Senate Majority Leader Vicente Sotto III has refused to engage in a debate with Akbayan on the Reproductive Health bill. He said the Senate has already begun floor debates on the bill, so there would be “no point in debating it outside.” He is right.

His critics have called him gutless for turning down thechallenge hurled at him by the Ateneo Debate Society, and he may very well be wary of tangling with the best debate team in the country. But Sotto is no slouch when it comes to fighting with words.

His arsenal of rhetoric has weapons that not even the ADS is ready for. Like a total pig-headed unwillingness to look facts in the face, for example. He has tangled with Senator Miriam Defensor-Santiago, author of the RH bill, and was able to give as much as he got. He was able to silence Santiago, for example, with the ultimate debate combo breaker of “Well, that is your opinion.”

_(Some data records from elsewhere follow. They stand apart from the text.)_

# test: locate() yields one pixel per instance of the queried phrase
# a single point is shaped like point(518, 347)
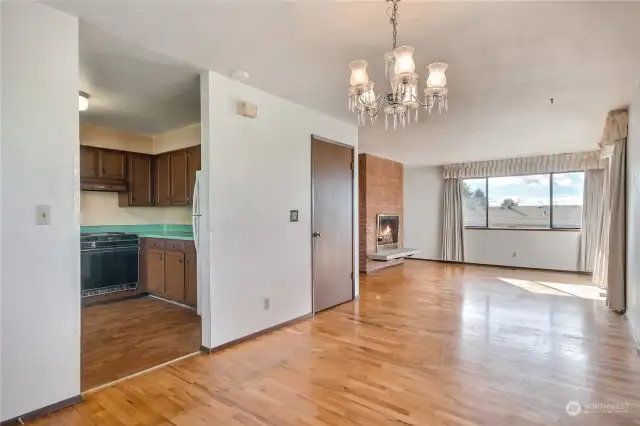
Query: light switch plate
point(43, 215)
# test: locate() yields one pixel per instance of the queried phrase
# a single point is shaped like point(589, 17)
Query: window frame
point(550, 228)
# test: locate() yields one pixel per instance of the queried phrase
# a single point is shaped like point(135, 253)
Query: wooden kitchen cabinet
point(194, 160)
point(170, 269)
point(112, 164)
point(174, 276)
point(89, 159)
point(155, 271)
point(140, 182)
point(179, 178)
point(191, 279)
point(163, 180)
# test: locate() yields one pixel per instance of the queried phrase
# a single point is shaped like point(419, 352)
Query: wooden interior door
point(155, 272)
point(332, 180)
point(113, 164)
point(194, 160)
point(140, 180)
point(191, 279)
point(89, 162)
point(179, 178)
point(163, 180)
point(174, 275)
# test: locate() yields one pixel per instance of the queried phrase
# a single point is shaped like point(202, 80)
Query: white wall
point(633, 215)
point(106, 137)
point(423, 210)
point(259, 169)
point(40, 278)
point(183, 137)
point(534, 249)
point(101, 208)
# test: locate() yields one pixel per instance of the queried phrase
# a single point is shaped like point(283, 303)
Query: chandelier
point(400, 101)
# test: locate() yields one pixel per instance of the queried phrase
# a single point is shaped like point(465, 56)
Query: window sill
point(524, 229)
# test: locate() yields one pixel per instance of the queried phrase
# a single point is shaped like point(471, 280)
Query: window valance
point(525, 165)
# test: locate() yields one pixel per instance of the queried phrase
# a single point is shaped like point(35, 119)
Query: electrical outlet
point(43, 215)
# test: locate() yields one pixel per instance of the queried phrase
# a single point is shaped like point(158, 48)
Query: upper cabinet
point(102, 169)
point(142, 179)
point(163, 180)
point(179, 178)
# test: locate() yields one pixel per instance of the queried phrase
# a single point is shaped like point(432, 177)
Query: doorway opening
point(139, 166)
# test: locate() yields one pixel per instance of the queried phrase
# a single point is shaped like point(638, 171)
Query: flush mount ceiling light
point(83, 101)
point(401, 100)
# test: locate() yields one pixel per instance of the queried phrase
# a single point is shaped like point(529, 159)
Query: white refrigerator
point(197, 235)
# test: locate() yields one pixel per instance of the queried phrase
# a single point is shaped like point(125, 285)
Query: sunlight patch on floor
point(558, 289)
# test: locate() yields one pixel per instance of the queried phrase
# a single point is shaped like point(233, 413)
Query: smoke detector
point(239, 75)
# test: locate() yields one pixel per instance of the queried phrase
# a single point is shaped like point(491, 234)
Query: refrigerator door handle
point(196, 212)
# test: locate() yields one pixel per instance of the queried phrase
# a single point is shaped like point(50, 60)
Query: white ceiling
point(134, 89)
point(506, 60)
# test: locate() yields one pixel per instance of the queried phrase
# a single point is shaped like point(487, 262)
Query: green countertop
point(169, 231)
point(172, 235)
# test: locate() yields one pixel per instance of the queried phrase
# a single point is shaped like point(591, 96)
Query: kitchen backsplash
point(101, 208)
point(165, 227)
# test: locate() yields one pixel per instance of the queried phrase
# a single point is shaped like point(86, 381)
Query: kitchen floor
point(126, 337)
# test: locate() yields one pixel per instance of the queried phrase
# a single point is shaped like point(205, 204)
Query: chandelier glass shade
point(400, 102)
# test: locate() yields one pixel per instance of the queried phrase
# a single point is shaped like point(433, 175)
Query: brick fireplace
point(380, 196)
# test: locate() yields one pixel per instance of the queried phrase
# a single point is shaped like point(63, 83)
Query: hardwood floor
point(122, 338)
point(427, 344)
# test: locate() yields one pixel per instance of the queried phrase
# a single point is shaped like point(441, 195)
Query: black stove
point(109, 262)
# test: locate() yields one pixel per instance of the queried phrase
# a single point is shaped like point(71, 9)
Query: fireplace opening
point(387, 232)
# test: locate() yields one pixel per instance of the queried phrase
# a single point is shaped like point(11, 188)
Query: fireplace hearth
point(387, 232)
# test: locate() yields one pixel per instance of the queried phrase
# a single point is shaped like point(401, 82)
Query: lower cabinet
point(174, 276)
point(191, 279)
point(155, 272)
point(170, 269)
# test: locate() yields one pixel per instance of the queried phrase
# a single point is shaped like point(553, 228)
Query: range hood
point(92, 184)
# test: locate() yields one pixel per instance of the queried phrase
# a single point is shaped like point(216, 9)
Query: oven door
point(106, 270)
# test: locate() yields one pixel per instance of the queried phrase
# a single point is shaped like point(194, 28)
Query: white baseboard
point(634, 333)
point(173, 302)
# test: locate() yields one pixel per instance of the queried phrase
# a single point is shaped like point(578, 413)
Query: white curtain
point(609, 269)
point(525, 165)
point(591, 218)
point(452, 223)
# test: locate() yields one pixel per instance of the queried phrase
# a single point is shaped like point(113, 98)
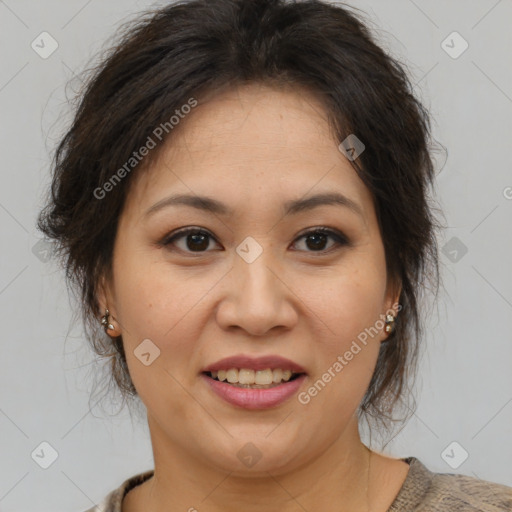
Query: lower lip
point(255, 398)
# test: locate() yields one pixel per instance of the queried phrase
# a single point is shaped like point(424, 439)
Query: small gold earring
point(390, 323)
point(104, 321)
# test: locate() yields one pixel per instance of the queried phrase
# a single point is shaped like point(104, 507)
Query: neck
point(338, 479)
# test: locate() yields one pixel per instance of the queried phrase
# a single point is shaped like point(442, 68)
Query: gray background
point(464, 392)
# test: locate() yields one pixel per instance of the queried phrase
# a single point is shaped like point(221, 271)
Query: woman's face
point(252, 283)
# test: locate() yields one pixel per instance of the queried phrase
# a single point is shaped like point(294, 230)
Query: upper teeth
point(248, 376)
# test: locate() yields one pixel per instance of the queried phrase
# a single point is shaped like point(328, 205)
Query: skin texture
point(253, 148)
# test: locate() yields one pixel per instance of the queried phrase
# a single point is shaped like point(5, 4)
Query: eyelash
point(339, 238)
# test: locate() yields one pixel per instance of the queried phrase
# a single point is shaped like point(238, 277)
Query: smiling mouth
point(251, 379)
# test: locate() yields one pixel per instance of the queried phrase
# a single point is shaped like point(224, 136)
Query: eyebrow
point(210, 205)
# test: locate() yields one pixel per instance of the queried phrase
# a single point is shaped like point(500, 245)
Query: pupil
point(201, 238)
point(319, 240)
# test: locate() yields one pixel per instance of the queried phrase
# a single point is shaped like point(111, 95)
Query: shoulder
point(427, 491)
point(112, 502)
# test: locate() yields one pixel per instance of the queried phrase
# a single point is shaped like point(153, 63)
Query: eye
point(195, 239)
point(198, 240)
point(316, 239)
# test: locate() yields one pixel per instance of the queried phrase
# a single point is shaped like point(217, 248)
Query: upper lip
point(254, 363)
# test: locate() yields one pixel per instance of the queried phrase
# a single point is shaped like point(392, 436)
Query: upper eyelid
point(332, 232)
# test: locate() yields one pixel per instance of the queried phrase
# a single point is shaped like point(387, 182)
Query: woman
point(242, 201)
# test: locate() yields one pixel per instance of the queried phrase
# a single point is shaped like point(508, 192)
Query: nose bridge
point(257, 300)
point(256, 279)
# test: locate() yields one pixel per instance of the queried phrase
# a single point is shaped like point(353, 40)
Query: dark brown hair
point(166, 57)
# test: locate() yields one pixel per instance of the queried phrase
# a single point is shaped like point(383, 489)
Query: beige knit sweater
point(422, 491)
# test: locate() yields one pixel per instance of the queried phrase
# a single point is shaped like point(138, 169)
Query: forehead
point(252, 145)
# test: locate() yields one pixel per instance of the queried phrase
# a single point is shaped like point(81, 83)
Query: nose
point(257, 299)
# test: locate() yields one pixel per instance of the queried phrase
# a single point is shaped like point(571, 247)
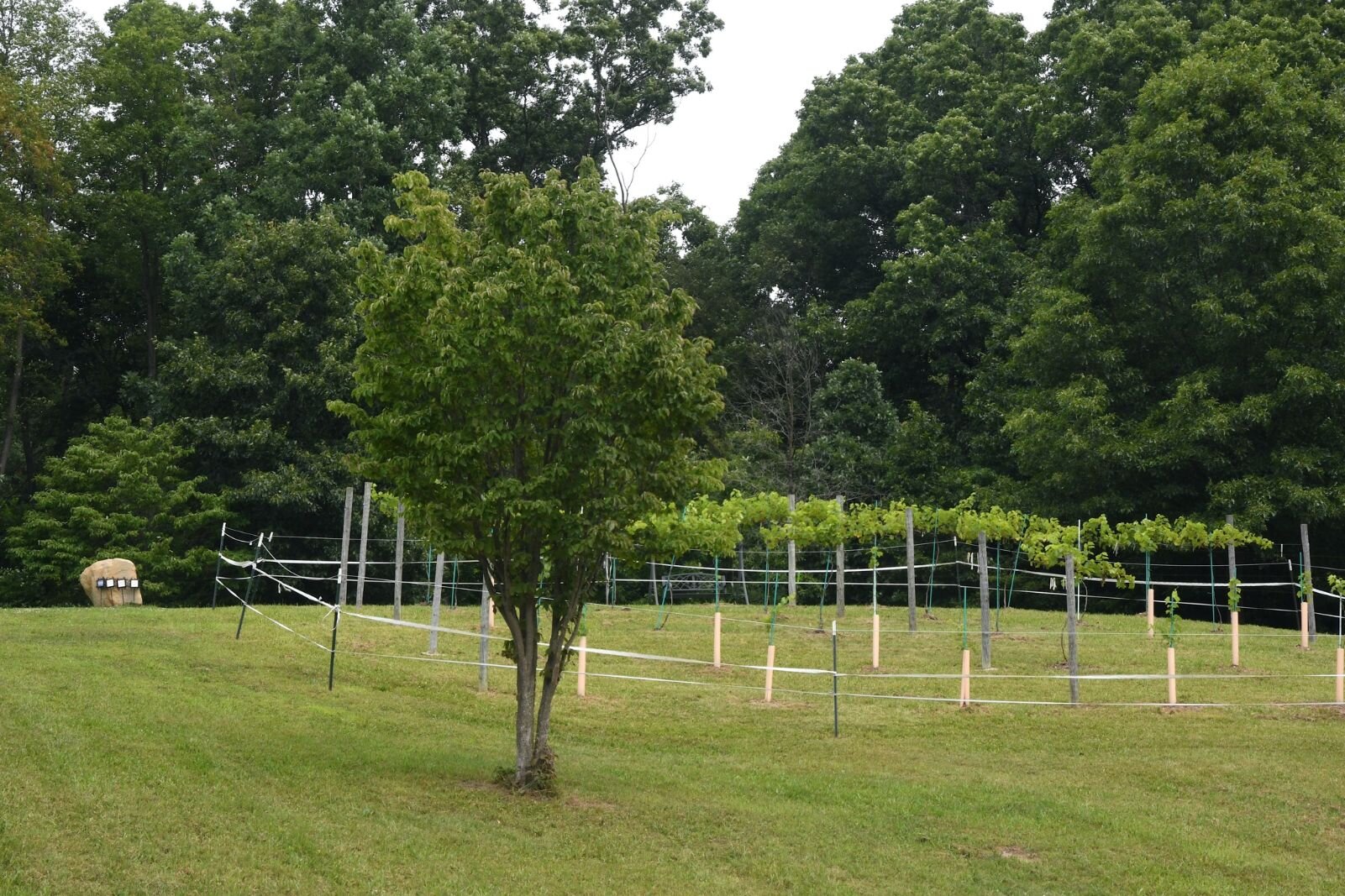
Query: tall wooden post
point(344, 548)
point(483, 650)
point(436, 603)
point(1071, 621)
point(1232, 614)
point(1307, 572)
point(364, 547)
point(397, 564)
point(984, 561)
point(911, 569)
point(841, 563)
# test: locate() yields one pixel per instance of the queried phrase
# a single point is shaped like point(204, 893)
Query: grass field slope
point(147, 751)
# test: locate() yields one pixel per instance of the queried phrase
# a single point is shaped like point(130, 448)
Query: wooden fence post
point(397, 564)
point(344, 548)
point(839, 561)
point(794, 574)
point(911, 569)
point(984, 563)
point(1232, 574)
point(1071, 621)
point(1307, 572)
point(364, 547)
point(436, 603)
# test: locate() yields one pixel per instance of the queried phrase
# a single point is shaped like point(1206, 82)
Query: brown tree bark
point(13, 411)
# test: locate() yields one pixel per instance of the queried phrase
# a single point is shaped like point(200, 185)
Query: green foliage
point(264, 337)
point(118, 491)
point(1172, 603)
point(526, 389)
point(1183, 348)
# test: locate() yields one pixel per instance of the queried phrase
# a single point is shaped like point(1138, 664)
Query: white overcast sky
point(761, 64)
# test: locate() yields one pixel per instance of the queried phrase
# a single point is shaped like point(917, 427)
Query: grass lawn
point(147, 751)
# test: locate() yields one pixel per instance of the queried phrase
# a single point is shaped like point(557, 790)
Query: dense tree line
point(1092, 270)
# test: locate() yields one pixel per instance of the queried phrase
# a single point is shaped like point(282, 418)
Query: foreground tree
point(526, 388)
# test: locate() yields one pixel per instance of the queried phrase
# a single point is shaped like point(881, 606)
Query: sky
point(761, 64)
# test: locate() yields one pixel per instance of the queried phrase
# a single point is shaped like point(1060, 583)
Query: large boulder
point(114, 569)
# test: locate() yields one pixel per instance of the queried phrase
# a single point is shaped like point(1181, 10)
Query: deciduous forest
point(1096, 270)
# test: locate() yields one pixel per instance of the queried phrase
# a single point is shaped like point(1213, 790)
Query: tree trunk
point(150, 292)
point(13, 412)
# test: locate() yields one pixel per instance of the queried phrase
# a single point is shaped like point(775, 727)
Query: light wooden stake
point(1340, 674)
point(964, 694)
point(718, 619)
point(876, 630)
point(583, 676)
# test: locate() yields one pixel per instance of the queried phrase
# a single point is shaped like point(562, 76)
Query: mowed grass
point(147, 751)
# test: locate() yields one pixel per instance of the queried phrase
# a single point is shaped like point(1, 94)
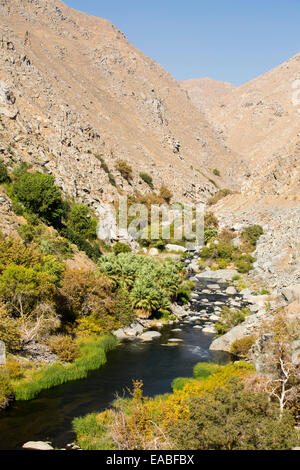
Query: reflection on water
point(49, 416)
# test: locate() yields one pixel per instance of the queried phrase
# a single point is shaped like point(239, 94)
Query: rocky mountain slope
point(72, 87)
point(260, 121)
point(205, 92)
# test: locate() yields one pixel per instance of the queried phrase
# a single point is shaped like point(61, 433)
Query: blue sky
point(228, 40)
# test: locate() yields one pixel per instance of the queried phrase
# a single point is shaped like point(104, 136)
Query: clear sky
point(228, 40)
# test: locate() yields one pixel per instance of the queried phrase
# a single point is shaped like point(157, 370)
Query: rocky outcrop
point(37, 445)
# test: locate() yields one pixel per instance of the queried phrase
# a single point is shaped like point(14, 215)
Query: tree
point(39, 195)
point(275, 356)
point(80, 222)
point(233, 418)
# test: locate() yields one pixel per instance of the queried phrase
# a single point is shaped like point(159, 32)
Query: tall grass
point(92, 355)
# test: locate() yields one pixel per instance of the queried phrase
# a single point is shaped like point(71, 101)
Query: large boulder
point(37, 445)
point(2, 353)
point(150, 335)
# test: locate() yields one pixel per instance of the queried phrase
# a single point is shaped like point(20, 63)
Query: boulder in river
point(150, 335)
point(37, 445)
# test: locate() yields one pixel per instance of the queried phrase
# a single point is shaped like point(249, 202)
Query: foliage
point(241, 347)
point(40, 196)
point(3, 173)
point(151, 284)
point(6, 391)
point(252, 234)
point(121, 248)
point(210, 221)
point(184, 292)
point(147, 179)
point(125, 169)
point(233, 419)
point(9, 332)
point(65, 348)
point(229, 319)
point(92, 355)
point(79, 221)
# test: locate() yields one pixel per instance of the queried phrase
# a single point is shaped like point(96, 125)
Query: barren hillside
point(72, 87)
point(205, 92)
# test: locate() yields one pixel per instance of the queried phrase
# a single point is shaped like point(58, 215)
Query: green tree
point(232, 418)
point(39, 195)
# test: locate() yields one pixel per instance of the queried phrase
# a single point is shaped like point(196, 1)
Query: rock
point(213, 286)
point(246, 292)
point(37, 445)
point(223, 274)
point(153, 252)
point(120, 334)
point(150, 335)
point(177, 248)
point(209, 330)
point(2, 353)
point(231, 290)
point(292, 293)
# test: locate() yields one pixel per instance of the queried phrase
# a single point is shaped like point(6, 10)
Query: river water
point(49, 417)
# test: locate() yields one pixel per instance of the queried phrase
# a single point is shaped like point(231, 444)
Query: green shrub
point(38, 193)
point(65, 347)
point(92, 355)
point(125, 169)
point(151, 284)
point(229, 319)
point(3, 173)
point(6, 392)
point(233, 418)
point(121, 248)
point(147, 179)
point(252, 234)
point(202, 370)
point(79, 221)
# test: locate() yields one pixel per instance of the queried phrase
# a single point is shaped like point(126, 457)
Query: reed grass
point(92, 355)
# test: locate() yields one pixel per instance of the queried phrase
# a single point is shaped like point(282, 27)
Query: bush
point(147, 179)
point(121, 248)
point(252, 234)
point(3, 173)
point(81, 223)
point(38, 193)
point(151, 284)
point(165, 194)
point(125, 169)
point(241, 347)
point(65, 348)
point(6, 392)
point(92, 355)
point(234, 419)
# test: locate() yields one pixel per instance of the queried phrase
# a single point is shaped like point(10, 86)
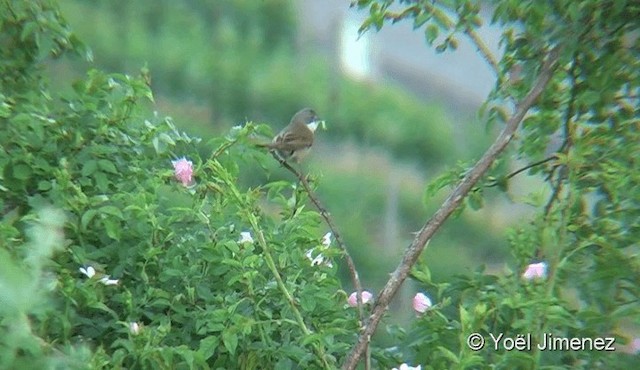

Santiago, expecting a counter-argument that made sense, was speechless.

In an earlier tussle, Sotto tried to trap Santiago into agreeing that passage of the RH bill would mean millions in profits for contraceptive manufacturers and dealers. “So! The RH bill is about money, and not health!,” he said, hoping to catch the feisty senator unawares.

And that, she was. “Oh, that is unfair,” she sighed wearily, realizing that it would be easier to squeeze blood from a stone than to get Sotto, who has promised to expose the contraceptive-industry lobby backing the bill, to agree to the need for a reproductive health bill.

And that, no matter how silver-tongued debaters are, will be how any debate with Sotto, or indeed most of the Pro-Life camp, will end. To be fair, it is just as unlikely for Santiago or for Senator Pia Cayetano to abandon the bill after a debate with the University of Santo Tomas Debate Team (whom we assume with no basis are against the RH bill).

Senate President Juan Ponce Enrile, who has yet to be sold on the bill, has said that the bill will be subject to long and heated debates at the Senate. In the end, however, each senator will have to vote according to their conscience, he said.

And there lies the problem. Consicence is a funny thing. It isn’t always logical and is not always informed. One might even argue that it doesn’t exist. But one cannot argue against conscience. Not even within the Church.

“Conscience is inviolable, and the individual Catholic has a right to follow her own conscience, even when it is erroneous,” Santiago said in one of her sponsorship speeches for the bill. It was to argue that individual Catholics can dodge dogma on this one, but it can also apply to Sotto.

Should we keep discussing the RH bill? Definitely. But there is little that can be gained from giving Sotto, or any other lawmaker, a public drubbing from university students trained to argue either side of a debate.

If anything, it will only further alienate the masses and the fundamentalists that Sotto stands with. If the middle class was offended by James Soriano’s elitist column on the English language last week, imagine how TVJ fans would feel seeing their TitoSen being mocked and baited in an actual debate. They might just riot.

Passing a law, as with running a nation, is about building a consensus. Pro-RH bill groups should continue to engage with lawmakers and to lobby for its passage. But this should be done through dialogue and not debate. Anybody who has seen any university debate team in action knows that when they talk, there is no room for dialogue.

[EMBARRASSING ERRATUM: We read it wrong. The ADS will host the debate, while Akbayan will do the actual debating. Akbayan’s Leloy Claudio who challenged Sotto is from ADS. So we are half right!]